Lo veo abrir la puerta siguiente y me saluda con la mano antes de desaparecer. Entro al departamento segura de que mi hermana algo necesita y se comerá todos los Roles de canela en el proceso, por lo que tomo cada uno y les paso la lengua.

—A mi no me da asco, Alba. Le diré a mamá que no quieres compartir.

—Ush —le convido uno y casi que se ofende—. Son míos, Kaya.

—Es comida, puedes compartir, no es como que fuera algún novio o tu vecino.

—¿Qué necesitas?

—Un abracito de hermana.

—Ven aquí —palmeo mi lado en el sofá, se sienta y la abrazo contra mi, acaricio su cabello mientras ella come el único rol de canela que le daré.

—¿Tienes una boda mañana?

—Sí.

—¿Dónde es ese lugar? —pregunta viendo las imágenes en mi laptop.

—Es un granero, en realidad es un centro de eventos así tipo granero porque a muchas les gusta ese ambiente.

—¿A ti?

—Siempre me recuerda a la película la propuesta —digo acariciando su cabello ahora más corto que antes, lo tiene hasta la mitad de la espalda cuando antes se la cubría por completo.

—¿Cuál es esa?

—¿Cómo no la conoces?

—No he dicho que no la conozco, solo pregunto porque me suena pero no la recuerdo.

—La de Sandra Bullok y Ryan Reynolds.

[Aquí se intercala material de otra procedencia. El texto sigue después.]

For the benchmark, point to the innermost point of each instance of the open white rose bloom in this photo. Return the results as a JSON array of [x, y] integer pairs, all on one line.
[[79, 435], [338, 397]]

Donde ella es editora y tiene este problema con su visa y fingen para que ella no sea deportada.

—Ya la recordé, es buena —dice animada—. Y ya me acordé de la imagen de la boda.

—Sí.

—¿Te gustaría una boda así?

—Ya que mi edad me permite seguir soñando —suspiro dramáticamente y ella golpea mi abdomen sonriendo—. No lo sé, siento que tengo una imagen para cada estación del año.

—¿Vestido?

—Voy a tantas pruebas que siempre me enamoro de uno o de otro —bufa desanimada por mi respuesta.

—¿Decoración?

—Siempre me ha gustado cuando se escogen en pareja.

—¡No tienes idea de nada! Tuviste novio y aun así.

—Siento que con Nate como nunca se dio esa conversación.

—Y se terminó casando primero y sin ti —le jalo un mechón de cabello y se queja pero se ríe al mismo tiempo—. Creí que ya lo habías olvidado.

—Igual duele.

—El ego.

—No, la verdad es que después de eso vienen un montón de preguntas y no sabes donde estás parada, ni dónde estuviste, te cuestionas hasta lo ciega que fuiste.

—Y de ciega muchísimo porque ni siquiera es guapo —dice sin piedad, y se que de eso se trata ser hermanas, ser sinceras aunque la verdad duela.

—Kaya, déjame hablar. La cosa es que piensas en todo y que pudiste hacer diferente, en que fallaste.

—Pero no es algo de fallar, Alba, él tenía a otra mujer. En cualquier caso el que falló fue él.

—Pero de las dos, decidió casarse con ella.

—Por suerte, imagina el perro…no, espera, decirle perro a esa escoria es insultar al animalito —suspira y luego inclina su cabeza para mirarme—. Pero, lo que quiero decir es que gracias al cielo se casó con alguien más y no contigo.

—Tienes razón.

Nos quedamos en silencio y se escuchan murmullos en el pasillo, no sé quienes estarán gritando, pero Kaya es curiosa y se levanta de un salto para ir a ver.

—Amigo…

—¡No soy tu amigo!

—A ver, cálmate porque yo no te he gritado y tampoco te he faltado el respeto —me levanto al escuchar de mejor manera la voz de mi vecino lidiando con mi ex—. Ella es mi vecina ¿Qué quieres que haga? ¿Qué la ignoré?

—No te metas con ella, es lo único que te estoy advirtiendo.

—Por favor, está soltera —se ríe irónicamente y luego me ve—. Creo que quien quiera que se le acerque lo decide ella y, a mi, no me ha puesto una orden de alejamiento.